A salary cap may finally be on the horizon for Major League Baseball. Without one, a small market team must hit more than they miss on drafting, developing, and trading.
The Pirates are one such team.
Word came out last week that Pirates pitcher Chris Archer would need another surgery, most likely ending his Pirates career and highlighting one of the worst trades in team history.
In light of the Archer news let’s see why the last 15 years of Pirates baseball has continued a mostly downward slide, with only three wildcard berths to hang their baseball caps on. I know it’s been 28 years since they had a division winner, but I just don’t have the stomach to wade through that much slop.
Littlefield’s Last Stand
2006 and 2007 were the dying days of the Kevin McClatchy/David Littlefield era. They were sort of the
Abbott and Costello of baseball management teams.
The last two drafts Littlefield was in charge of were headlined by Brad Lincoln and Daniel Moskos. The lack of talent acquisition in these drafts hurt even more because both years the Pirates selected fourth. They passed on the likes of Max Scherzer, Tim Lincecum, Madison Baumgardner, Matt Weiters, Andrew Miller, and Clayton Kershaw.

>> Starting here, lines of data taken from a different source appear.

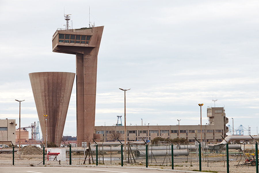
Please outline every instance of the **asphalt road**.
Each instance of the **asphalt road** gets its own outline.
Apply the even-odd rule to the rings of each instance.
[[[178,173],[176,170],[146,169],[140,168],[116,168],[67,167],[55,166],[0,166],[1,173],[163,173],[168,172]],[[181,171],[182,173],[183,171]],[[192,171],[186,172],[195,172]]]

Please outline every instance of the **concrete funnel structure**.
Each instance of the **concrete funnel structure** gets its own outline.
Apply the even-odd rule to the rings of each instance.
[[[29,74],[41,128],[47,141],[60,143],[75,74],[67,72],[39,72]]]
[[[94,138],[97,56],[104,26],[56,31],[54,52],[76,55],[77,144]]]

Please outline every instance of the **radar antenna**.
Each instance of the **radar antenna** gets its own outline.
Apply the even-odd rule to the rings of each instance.
[[[66,20],[66,29],[69,29],[69,25],[68,24],[68,20],[70,20],[70,16],[69,15],[71,14],[64,14],[64,17],[65,17],[65,20]]]
[[[216,101],[218,101],[218,99],[217,99],[217,97],[215,95],[215,97],[216,97],[216,99],[214,100],[214,99],[213,99],[213,96],[212,96],[212,101],[214,102],[214,107],[216,108],[216,106],[215,104],[215,102]]]

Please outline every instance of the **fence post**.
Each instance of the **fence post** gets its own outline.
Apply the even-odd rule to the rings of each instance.
[[[123,147],[122,146],[122,143],[121,142],[121,141],[120,141],[118,138],[117,138],[117,140],[119,141],[121,143],[121,166],[123,166]],[[128,149],[128,151],[129,150]]]
[[[257,142],[256,141],[256,173],[258,173],[258,146]]]
[[[45,164],[45,146],[43,146],[43,165]]]
[[[146,144],[146,167],[148,167],[148,152],[147,152],[147,148],[148,148],[148,144],[147,144],[146,143],[146,141],[145,141],[145,140],[144,140],[144,139],[143,139],[143,138],[141,138],[143,140],[143,141],[144,141],[144,142],[145,142],[145,143]]]
[[[172,157],[172,169],[174,169],[174,145],[172,144],[171,145],[171,155]]]
[[[121,166],[123,166],[123,146],[122,144],[121,145]]]
[[[98,166],[98,145],[96,144],[96,166]]]
[[[71,158],[71,144],[69,145],[69,165],[72,165],[72,158]]]
[[[249,135],[252,139],[253,139],[256,142],[256,173],[258,173],[258,148],[257,146],[257,142],[253,138],[252,136]]]
[[[199,171],[201,171],[201,143],[199,144]]]
[[[147,148],[148,148],[148,146],[147,144],[146,145],[146,167],[147,168],[148,167],[148,160],[147,158],[148,157],[148,152],[147,152]]]
[[[13,145],[13,165],[14,165],[14,146]]]
[[[227,155],[227,172],[229,172],[229,163],[228,160],[228,144],[227,143],[226,144],[226,150]]]
[[[199,171],[201,172],[201,142],[199,142],[195,137],[194,137],[194,139],[196,141],[199,143]]]

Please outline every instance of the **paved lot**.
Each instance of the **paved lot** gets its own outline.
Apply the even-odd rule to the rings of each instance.
[[[32,167],[32,166],[0,166],[0,173],[162,173],[168,172],[177,173],[183,172],[192,172],[193,171],[186,172],[169,170],[154,170],[146,169],[143,168],[103,168],[71,167]]]

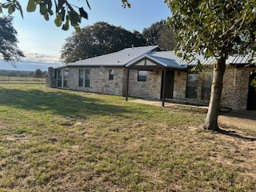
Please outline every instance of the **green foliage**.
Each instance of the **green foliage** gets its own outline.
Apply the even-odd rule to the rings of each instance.
[[[256,51],[255,0],[166,2],[173,13],[170,22],[178,33],[177,49],[185,58],[193,53],[219,58]]]
[[[90,9],[89,1],[83,1]],[[76,31],[80,31],[82,18],[88,19],[88,14],[83,7],[78,7],[70,2],[70,0],[28,0],[26,11],[34,12],[39,6],[39,12],[46,21],[49,20],[50,16],[54,14],[54,23],[57,26],[62,26],[63,30],[67,30],[70,24]],[[122,2],[124,8],[130,7],[128,0],[122,0]],[[17,0],[4,0],[3,2],[0,2],[0,14],[2,13],[2,9],[7,9],[9,14],[18,10],[23,17],[22,8]]]
[[[148,46],[159,46],[162,50],[172,50],[176,46],[174,28],[165,20],[153,23],[145,28],[142,35]]]
[[[5,62],[18,61],[24,57],[17,46],[17,31],[12,21],[13,18],[10,16],[0,18],[0,59]]]
[[[72,62],[118,51],[132,45],[146,45],[139,32],[130,32],[120,26],[99,22],[66,38],[61,58],[66,63]]]

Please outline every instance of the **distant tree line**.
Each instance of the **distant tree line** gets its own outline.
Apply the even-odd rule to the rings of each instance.
[[[99,22],[67,38],[61,51],[61,59],[66,63],[74,62],[132,46],[158,45],[162,50],[171,50],[176,45],[174,36],[174,30],[165,20],[145,28],[142,34]]]

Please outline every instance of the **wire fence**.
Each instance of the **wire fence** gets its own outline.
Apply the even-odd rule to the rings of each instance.
[[[0,83],[45,84],[46,77],[10,77],[0,76]]]

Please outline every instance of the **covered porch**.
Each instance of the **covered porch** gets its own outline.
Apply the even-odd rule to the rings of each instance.
[[[165,106],[166,98],[173,98],[174,85],[174,72],[186,71],[186,66],[182,66],[176,62],[174,59],[151,57],[149,55],[142,55],[135,61],[128,63],[127,78],[126,85],[126,100],[128,101],[129,94],[134,89],[137,82],[130,81],[130,71],[138,71],[137,82],[146,82],[148,74],[158,77],[158,81],[154,86],[148,86],[148,89],[156,87],[157,92],[159,91],[159,98],[162,100],[162,106]],[[134,76],[134,75],[133,75]],[[160,78],[159,78],[160,77]],[[160,79],[159,79],[160,78]],[[150,82],[148,82],[150,84]],[[131,85],[130,85],[131,84]],[[138,90],[138,91],[143,91]]]

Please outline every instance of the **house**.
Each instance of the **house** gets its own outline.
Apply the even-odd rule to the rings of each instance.
[[[214,58],[198,55],[188,63],[174,51],[157,46],[131,47],[49,69],[48,86],[174,102],[208,105]],[[221,106],[256,110],[256,90],[250,82],[256,67],[245,67],[249,57],[230,57],[224,76]],[[202,71],[192,70],[198,60]]]

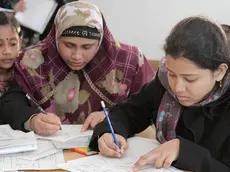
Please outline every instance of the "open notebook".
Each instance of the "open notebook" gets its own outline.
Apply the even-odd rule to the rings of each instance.
[[[15,14],[18,22],[40,34],[57,8],[55,0],[25,0],[26,10]]]
[[[13,130],[9,125],[0,125],[0,156],[36,149],[37,141],[34,132],[24,133]]]

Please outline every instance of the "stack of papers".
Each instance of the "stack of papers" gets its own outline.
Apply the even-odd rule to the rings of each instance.
[[[15,18],[22,26],[42,34],[55,9],[57,8],[56,1],[25,0],[25,6],[25,11],[17,12]]]
[[[52,170],[59,169],[58,164],[65,163],[63,152],[30,161],[17,158],[17,156],[3,155],[0,156],[0,171],[12,170]]]
[[[54,147],[50,141],[38,140],[38,149],[33,152],[24,152],[15,154],[14,157],[28,161],[36,161],[41,158],[60,152],[60,149]]]
[[[39,139],[51,140],[56,148],[69,149],[76,147],[88,147],[92,130],[81,132],[82,125],[62,125],[55,135],[43,137],[36,135]]]
[[[59,167],[63,170],[71,172],[130,172],[133,164],[140,158],[140,156],[156,148],[159,143],[154,140],[134,137],[128,139],[129,148],[125,153],[125,156],[121,159],[107,158],[101,155],[95,155],[86,158],[80,158],[72,161],[68,161],[66,164],[62,164]],[[145,166],[142,172],[182,172],[174,167],[156,169],[153,165]]]
[[[0,125],[0,155],[28,152],[37,149],[34,132],[13,130],[9,125]]]

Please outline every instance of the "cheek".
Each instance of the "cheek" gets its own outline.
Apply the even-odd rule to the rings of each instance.
[[[71,50],[64,45],[59,46],[59,54],[64,61],[71,58]]]
[[[187,86],[187,92],[197,101],[203,100],[213,89],[215,81],[201,80]]]
[[[85,61],[90,62],[94,56],[96,55],[96,48],[95,49],[90,49],[90,50],[84,50],[83,51],[83,57]]]

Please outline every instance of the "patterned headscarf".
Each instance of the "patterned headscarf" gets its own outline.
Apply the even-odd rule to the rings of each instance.
[[[163,95],[157,113],[156,134],[158,141],[164,143],[168,140],[176,138],[175,130],[182,112],[182,105],[178,102],[175,94],[172,92],[169,86],[166,58],[163,58],[161,60],[158,77],[166,91]],[[222,87],[216,86],[205,100],[200,103],[194,104],[193,106],[205,106],[222,98],[222,96],[229,90],[229,72],[226,73],[224,79],[222,80],[222,83]]]
[[[88,2],[76,2],[68,3],[67,5],[62,6],[55,18],[56,26],[56,43],[59,42],[60,36],[63,32],[73,26],[87,26],[91,28],[96,28],[100,35],[99,46],[103,38],[103,19],[100,10],[97,6],[89,4]],[[79,31],[80,32],[80,31]],[[91,34],[87,31],[83,34]],[[58,45],[57,45],[58,47]]]
[[[99,31],[98,51],[82,70],[72,71],[62,60],[57,43],[69,28],[84,26]],[[70,122],[79,116],[84,121],[92,111],[100,110],[100,100],[114,105],[126,99],[154,76],[139,49],[115,41],[99,9],[86,1],[62,6],[49,35],[25,49],[15,66],[15,78],[24,90],[44,109],[55,100],[56,109],[62,110],[57,114],[66,115]]]

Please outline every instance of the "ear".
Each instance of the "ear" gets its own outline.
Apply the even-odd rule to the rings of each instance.
[[[214,77],[216,81],[221,81],[226,72],[228,70],[228,65],[226,63],[222,63],[215,71],[214,71]]]
[[[22,49],[22,39],[23,39],[23,37],[20,36],[19,37],[19,47],[20,47],[20,50]]]

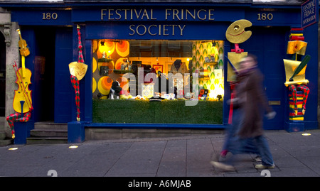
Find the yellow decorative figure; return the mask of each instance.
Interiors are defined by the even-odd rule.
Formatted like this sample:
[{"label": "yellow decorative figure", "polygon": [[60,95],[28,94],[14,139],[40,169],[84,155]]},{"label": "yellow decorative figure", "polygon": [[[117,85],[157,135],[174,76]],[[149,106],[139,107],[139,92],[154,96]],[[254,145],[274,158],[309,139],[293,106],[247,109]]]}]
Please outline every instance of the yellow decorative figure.
[{"label": "yellow decorative figure", "polygon": [[87,72],[87,65],[85,63],[73,62],[69,64],[70,74],[75,76],[80,81]]},{"label": "yellow decorative figure", "polygon": [[[244,52],[243,49],[239,48],[238,43],[246,41],[252,35],[252,32],[245,31],[247,27],[252,26],[252,23],[245,19],[241,19],[233,22],[225,31],[227,40],[235,44],[235,49],[231,49],[231,52],[228,53],[228,58],[232,62],[228,65],[227,82],[233,82],[235,78],[235,69],[238,69],[238,62],[241,58],[247,55],[247,52]],[[230,65],[233,64],[233,67]]]},{"label": "yellow decorative figure", "polygon": [[298,74],[295,75],[293,77],[293,81],[289,81],[290,77],[294,75],[296,68],[301,64],[301,61],[296,61],[292,60],[284,59],[283,62],[284,63],[284,70],[286,72],[286,82],[284,82],[285,86],[289,86],[291,84],[307,84],[309,80],[306,79],[306,65],[299,72]]},{"label": "yellow decorative figure", "polygon": [[233,22],[225,31],[227,40],[233,43],[242,43],[250,38],[251,31],[246,31],[245,28],[250,27],[252,23],[245,19],[238,20]]}]

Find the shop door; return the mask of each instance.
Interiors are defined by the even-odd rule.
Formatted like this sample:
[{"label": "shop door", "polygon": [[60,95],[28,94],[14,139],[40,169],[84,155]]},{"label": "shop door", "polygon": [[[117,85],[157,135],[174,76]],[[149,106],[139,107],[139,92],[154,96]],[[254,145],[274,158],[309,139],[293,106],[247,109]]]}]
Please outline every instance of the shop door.
[{"label": "shop door", "polygon": [[0,33],[0,116],[5,115],[6,106],[6,43]]},{"label": "shop door", "polygon": [[[31,65],[33,58],[34,65],[32,75],[34,82],[33,89],[33,117],[35,122],[53,121],[54,107],[54,67],[55,67],[55,28],[52,27],[36,27],[28,31],[23,28],[22,36],[30,44],[32,54],[26,58],[26,65]],[[31,31],[34,30],[33,36]],[[30,31],[30,33],[28,33]],[[29,36],[30,34],[30,36]],[[28,37],[33,38],[28,38]],[[33,40],[34,41],[33,41]],[[34,42],[34,48],[32,48]],[[29,59],[29,60],[27,60]],[[31,76],[32,78],[32,76]]]},{"label": "shop door", "polygon": [[71,121],[71,103],[74,99],[68,65],[73,62],[73,31],[57,28],[55,57],[55,123]]},{"label": "shop door", "polygon": [[253,27],[252,35],[240,48],[249,53],[255,55],[258,66],[265,75],[264,86],[271,107],[277,112],[274,119],[265,119],[265,129],[283,129],[284,127],[285,105],[285,72],[282,59],[287,58],[285,27]]}]

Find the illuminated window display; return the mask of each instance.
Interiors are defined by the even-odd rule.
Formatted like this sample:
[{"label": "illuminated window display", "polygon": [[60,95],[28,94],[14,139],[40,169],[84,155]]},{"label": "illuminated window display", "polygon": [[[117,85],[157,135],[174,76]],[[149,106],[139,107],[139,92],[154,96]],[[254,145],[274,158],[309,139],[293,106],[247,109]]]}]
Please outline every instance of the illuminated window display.
[{"label": "illuminated window display", "polygon": [[223,97],[223,40],[94,40],[92,52],[94,99],[117,99],[117,87],[122,99]]}]

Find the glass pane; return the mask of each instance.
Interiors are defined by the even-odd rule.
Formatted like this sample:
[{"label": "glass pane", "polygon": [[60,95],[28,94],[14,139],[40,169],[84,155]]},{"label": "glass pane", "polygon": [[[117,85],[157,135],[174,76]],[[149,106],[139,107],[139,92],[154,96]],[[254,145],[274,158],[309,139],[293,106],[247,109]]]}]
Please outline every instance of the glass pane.
[{"label": "glass pane", "polygon": [[94,122],[222,124],[223,48],[212,40],[92,40]]}]

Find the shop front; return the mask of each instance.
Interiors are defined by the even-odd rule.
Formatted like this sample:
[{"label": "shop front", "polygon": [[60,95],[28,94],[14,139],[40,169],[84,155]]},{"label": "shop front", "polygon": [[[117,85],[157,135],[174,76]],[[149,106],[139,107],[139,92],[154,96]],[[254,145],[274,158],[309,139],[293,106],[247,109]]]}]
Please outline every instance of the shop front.
[{"label": "shop front", "polygon": [[[301,28],[300,5],[97,4],[7,7],[31,50],[26,66],[33,74],[35,122],[68,123],[70,142],[83,141],[90,129],[223,129],[232,111],[226,57],[239,53],[226,31],[245,19],[252,35],[236,45],[257,56],[268,103],[277,112],[264,127],[287,129],[296,123],[289,120],[283,59],[292,58],[287,45],[291,30]],[[306,109],[297,122],[304,129],[318,128],[317,28],[303,31],[311,56]],[[79,39],[87,69],[78,81],[78,102],[68,65],[78,60]]]}]

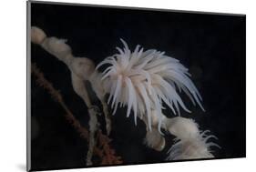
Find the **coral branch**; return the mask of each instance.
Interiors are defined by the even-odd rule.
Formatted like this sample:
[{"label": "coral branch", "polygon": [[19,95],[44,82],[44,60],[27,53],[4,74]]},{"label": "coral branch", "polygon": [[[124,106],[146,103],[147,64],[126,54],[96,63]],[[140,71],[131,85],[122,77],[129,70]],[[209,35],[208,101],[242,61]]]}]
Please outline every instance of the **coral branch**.
[{"label": "coral branch", "polygon": [[[36,76],[36,84],[42,87],[44,87],[50,95],[51,96],[60,104],[60,106],[64,108],[66,111],[65,117],[66,119],[73,126],[73,127],[80,134],[80,137],[87,139],[88,142],[90,140],[89,138],[89,132],[87,129],[83,127],[80,124],[80,122],[74,116],[72,112],[69,110],[69,108],[65,104],[61,94],[54,88],[52,84],[47,81],[43,73],[40,72],[40,70],[36,67],[36,64],[31,65],[31,72],[35,76]],[[99,157],[102,160],[102,165],[117,165],[121,164],[122,160],[120,157],[117,157],[115,154],[115,150],[111,148],[109,146],[110,139],[103,135],[101,131],[98,131],[97,136],[97,141],[98,145],[101,146],[100,147],[94,147],[93,152],[96,156]],[[104,147],[102,147],[104,146]],[[108,159],[108,161],[106,160]]]}]

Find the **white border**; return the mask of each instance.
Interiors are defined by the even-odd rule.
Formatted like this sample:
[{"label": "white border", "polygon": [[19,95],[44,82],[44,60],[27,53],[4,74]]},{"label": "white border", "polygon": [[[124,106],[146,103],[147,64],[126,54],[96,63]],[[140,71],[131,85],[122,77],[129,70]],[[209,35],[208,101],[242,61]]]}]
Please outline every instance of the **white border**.
[{"label": "white border", "polygon": [[[56,0],[52,0],[56,1]],[[255,166],[255,5],[247,0],[57,0],[94,5],[110,5],[247,15],[247,158],[193,161],[169,164],[124,166],[62,171],[241,171]],[[0,6],[0,171],[26,169],[26,1],[5,0]],[[221,89],[221,88],[220,88]],[[253,101],[254,100],[254,101]],[[227,126],[228,127],[228,126]]]}]

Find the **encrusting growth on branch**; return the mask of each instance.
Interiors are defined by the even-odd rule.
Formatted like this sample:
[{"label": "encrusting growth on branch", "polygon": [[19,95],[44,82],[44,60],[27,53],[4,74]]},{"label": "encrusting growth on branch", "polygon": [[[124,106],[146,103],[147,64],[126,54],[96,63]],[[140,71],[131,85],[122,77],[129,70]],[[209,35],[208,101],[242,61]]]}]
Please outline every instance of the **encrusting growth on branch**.
[{"label": "encrusting growth on branch", "polygon": [[[43,73],[40,72],[40,70],[36,67],[36,64],[32,64],[31,72],[36,77],[36,84],[39,86],[45,88],[51,95],[52,98],[56,100],[64,108],[64,110],[66,111],[66,119],[80,134],[81,137],[85,138],[86,140],[87,140],[87,142],[89,142],[90,135],[87,129],[83,127],[80,122],[74,116],[72,112],[65,104],[61,94],[57,90],[56,90],[53,87],[52,84],[44,77]],[[121,157],[117,157],[115,150],[110,147],[111,140],[107,136],[103,135],[100,130],[97,131],[97,145],[99,146],[94,147],[92,149],[93,151],[91,151],[90,154],[94,153],[94,155],[99,157],[101,159],[101,165],[121,164]]]},{"label": "encrusting growth on branch", "polygon": [[[89,58],[74,57],[66,40],[47,37],[38,27],[32,27],[31,40],[67,66],[71,71],[73,88],[88,107],[90,120],[89,136],[87,136],[89,141],[87,165],[92,165],[95,146],[104,150],[104,153],[98,153],[101,157],[104,155],[102,164],[112,163],[115,152],[109,148],[109,138],[102,135],[98,128],[97,115],[99,108],[91,104],[85,82],[90,83],[101,101],[108,135],[111,130],[108,104],[111,106],[113,115],[118,107],[127,106],[127,117],[133,114],[135,125],[138,118],[146,124],[144,143],[148,147],[158,151],[163,150],[166,141],[161,130],[176,137],[176,143],[169,149],[167,160],[213,157],[210,147],[217,145],[207,141],[214,137],[206,136],[207,132],[200,132],[192,119],[180,116],[180,109],[190,113],[181,99],[181,92],[188,96],[194,106],[198,105],[203,111],[204,108],[202,97],[190,79],[189,69],[178,59],[156,49],[144,50],[140,46],[137,46],[132,52],[121,39],[124,47],[117,47],[118,53],[107,57],[95,67],[94,62]],[[106,67],[100,73],[97,69],[102,66]],[[51,89],[49,92],[51,93]],[[109,96],[107,104],[108,94]],[[61,96],[56,98],[61,100]],[[162,111],[166,108],[164,106],[179,116],[168,118]],[[98,143],[96,142],[96,137]]]}]

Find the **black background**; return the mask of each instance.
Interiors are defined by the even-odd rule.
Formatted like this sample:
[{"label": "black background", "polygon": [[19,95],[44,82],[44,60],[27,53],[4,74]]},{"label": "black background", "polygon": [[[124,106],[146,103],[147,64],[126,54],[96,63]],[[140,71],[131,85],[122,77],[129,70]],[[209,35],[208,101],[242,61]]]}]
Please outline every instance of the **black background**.
[{"label": "black background", "polygon": [[[218,158],[245,157],[245,15],[118,9],[32,3],[31,25],[48,36],[67,39],[76,56],[98,64],[122,46],[139,44],[156,48],[180,60],[192,74],[203,97],[203,112],[181,95],[201,130],[210,129],[221,149],[213,148]],[[38,46],[31,45],[31,61],[61,92],[64,100],[81,124],[87,127],[88,115],[76,95],[65,64]],[[49,94],[39,87],[32,76],[32,169],[86,167],[87,143],[65,119],[65,111]],[[99,105],[94,97],[93,102]],[[110,107],[109,107],[110,109]],[[169,110],[168,116],[174,116]],[[111,116],[111,145],[124,164],[164,162],[174,138],[167,135],[162,152],[146,147],[145,125],[126,118],[126,109]],[[102,117],[101,117],[102,118]],[[99,117],[101,127],[104,121]]]}]

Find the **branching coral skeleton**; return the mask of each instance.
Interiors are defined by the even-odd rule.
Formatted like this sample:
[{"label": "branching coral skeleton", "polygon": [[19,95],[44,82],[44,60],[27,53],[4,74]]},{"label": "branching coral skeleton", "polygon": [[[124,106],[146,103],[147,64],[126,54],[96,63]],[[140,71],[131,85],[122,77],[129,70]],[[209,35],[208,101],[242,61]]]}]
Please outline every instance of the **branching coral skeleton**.
[{"label": "branching coral skeleton", "polygon": [[[117,47],[118,54],[107,57],[95,67],[94,63],[86,57],[74,57],[65,40],[47,37],[38,27],[32,27],[31,40],[46,51],[64,62],[71,71],[72,85],[75,92],[84,100],[89,109],[89,150],[87,164],[92,165],[92,150],[95,146],[95,134],[97,130],[97,107],[91,105],[85,82],[89,82],[97,96],[102,103],[108,134],[111,130],[111,121],[108,104],[113,115],[118,107],[128,106],[127,116],[134,115],[147,126],[145,144],[161,151],[166,146],[165,136],[161,129],[169,132],[177,142],[169,151],[168,160],[213,157],[207,143],[206,132],[200,132],[198,125],[192,120],[179,116],[179,106],[187,112],[187,107],[178,91],[183,91],[193,105],[201,105],[201,96],[190,80],[188,68],[179,60],[168,56],[164,52],[155,49],[144,51],[137,46],[132,52],[121,39],[124,48]],[[103,73],[99,67],[107,66]],[[105,97],[109,95],[108,104]],[[168,118],[162,109],[165,103],[177,117]]]}]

There were two more nails Littlefield drove into his own coffin.
The first was his acquisitions in 2006 of the geriatric trio of Joe Randa, Jeromy Burnitz, and Jose Hernandez. The three combined for just over 600 AB, 22 HR, and 81 RBI, which would have been respectable…for one guy!
The final nail was driven in when he inexplicably traded for pitcher Matt Morris in the summer of 2007.
Earlier that year, Littlefield made what looked like a shrewd deal to acquire power hitting first baseman Adam LaRoche. LaRoche did more damage when his teams were 20 games out of first place than any player in baseball history. Still, the move was viewed as solid and gave Littlefield the slightest of reprieves.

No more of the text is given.